How To Make the Perfect Kick Drum | Tech
How To balance a kick drum and bassline
If Resident Advisor did an end of year Top 100 production questions asked, its a fairly safe bet that, How to Create the Perfect Kick Drum, would probably clinch the number 1 spot. To some readers this question maybe as frustrating as hearing a professional footballer describe their teams performance with the same monosyllabic cliches week after week. However whilst a footballer can get away with a limited range of adjectives, a producer cannot get away with a flimsy kick drum. So how to make you kick thump harder than a disgruntled english football fan?
As producers ourselves we have read & watched numerous tutorials on layering, compression, parallel compression, equalisation etc etc, however often times our kicks have still left us disappointed. It wasnt until we started to explore and understand frequency ranges and the differing properties of those ranges that things started to really click into place. Its all well and good having you eyes on the prize and layering your kicks like a prized Pavlova, but without understanding the fundamentals of the frequency spectrum your kick may never be as tasty as you were hoping for. So before we get started a little introductory science…
Kick Drum Frequency
[Sub Bass: 20Hz – 60Hz] Sub Bass is felt more than heard and depending on the genre you are making a decision has to be made on whether the kick or the bassline will occupy this region. If its the kick a good starting point is a standard 808 kick or using a pure sine wave for this layer.
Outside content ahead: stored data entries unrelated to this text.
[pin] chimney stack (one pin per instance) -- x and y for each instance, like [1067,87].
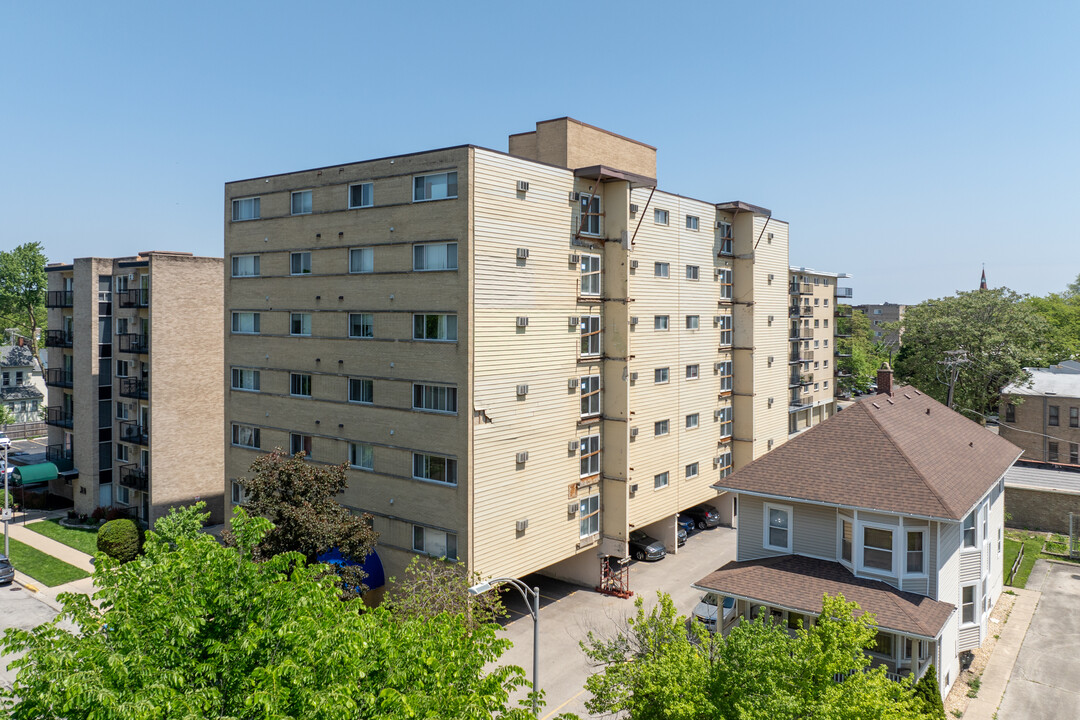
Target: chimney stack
[885,379]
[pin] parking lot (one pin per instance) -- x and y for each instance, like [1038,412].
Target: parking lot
[568,613]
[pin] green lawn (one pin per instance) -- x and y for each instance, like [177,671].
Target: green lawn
[43,568]
[84,541]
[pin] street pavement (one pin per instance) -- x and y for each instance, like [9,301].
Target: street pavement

[Bass: 60Hz – 250Hz] In regards to your Kick Drum this is perhaps the key frequency range as the fundamental frequency, or note, of the kick drum will be found here. Like any other instrument a kick will have a root note or a fundamental frequency followed by additional harmonics and this is where the debate over tuning your kick comes in. Generally speaking a kick drum is considered to be an unpitched percussion instrument, however like any sound its possible for it to have a clearly audible tone which may clash harmonically with the rest of your music. What you are mostly looking for is the kick to provide rhythm not necessarily tone, therefore if your ear is picking up some sort of clash try tweaking the tuning. Links to tuning in Ableton and Logic. Tuning aside we know need to consider some other key frequencies.
[60Hz-100Hz] – Thud & Punch
[200Hz-400Hz] – Mud/Boominess & Warmth.
[1.5kHz-6kHz] – Beater snap tends to sit in this region and needs to be carefully considered to ensure your kick still cuts through the mix on smaller speakers or laptops, which tend to shelve off anything below 80Hz.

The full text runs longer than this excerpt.